In fear of alienating the kiddy audience, Old Bob is trotted out and killed, not unlike Bambi’s mother and Old Yeller. Most people cringe at Old Bob, a battered robot whose helmet is bashed in to look like an old prospector’s hat. Slim Pickens supplies the voice of the hokey Houston with a thick drawl and protruding wires. Even his crooked eyeballs yearn for a hug. Somehow he fits in with a cringe-worthy Western element threaded throughout the film that features a flashy sharpshooter robot named Star who has to waggle his laser pistols before holstering them to mimic a wild west gunslinger. It’s awful. Just awful.
Scientific dialog is often flubbed or just wrong. Reinhardt’s energy source that allows him to defy the hole’s gravity looks suspiciously like outtakes from http://www.wetcircuit.com/2006/10/24/forbidden-planet/. The black hole itself is represented as a big swirling drain that leads into hell. Science is thrown out the window, and the laws of physics vary from one scene to the next. Between laser shootouts with myopic sentry drones, the heroes make their way across a catwalk while a giant rolling meteor bares down on them. At the climax of the film the actors make their way across the exterior of the ship (without space suits), a the Cygnus has turned into a set of flacid rubber girders and window panels made of painted fabric that flap in the breeze….
The End
As if to illustrate the textbook way NOT to make a movie, the ending was so top secret that it hadn’t even been written yet! They knew they wanted something that would be seen as deep when you finally travel down the black hole. Trippy. Like 2001: A Space Odyssey but not so atheist. Reality bends as they zoom down the black hole in a spinning barrel and their minds echo with dialog from the film, meanwhile Reinhardt finds himself in Dante’s Inferno surrounded by a hell of burning brimstone…. This is an improvement over the first ending which was shot in Rome and had the surviving characters merge in a sort of unified gestalt-entity linked together by Kate’s ESP as she discovers she is back on Earth looking up at her own image on the ceiling of the Sistine Chapel — possibly she had become God in a parallel universe….

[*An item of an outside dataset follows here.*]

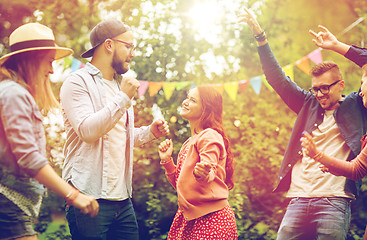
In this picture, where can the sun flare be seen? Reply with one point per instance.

Dramatic and pretentious, the ending is a complete failure leaving half the audience scratching its head, and the other half laughing at the emperor’s new clothes. So many continuity errors had crept into the production that Disney’s most expensive film was B-movie stuff, and beneath any serious discussion by critics or sci-fi fans. Although hailed as a design triumph (Ellenshaw was nominated for an Oscar for special effects) it was a financial flop. A cult following has emerged consisting almost entirely of the generation of young children who saw it on its initial release and were scarred for life by the image of Maximilian gutting Durant with rotating blades.
The final killer, the thing that even paranoid resourceful Disney Studios couldn’t anticipate, was that a mere two weeks before The Black Hole hit theaters Paramount Studios would dust off a trite old tv show that had originally been produced by Lucille Ball. The film would launch a juggernaut franchise that would span the next two decades with 9 films and 4 television series and even lead to the creation of a Paramount television network: Gene Roddenberry’s Star Trek The Motion Picture.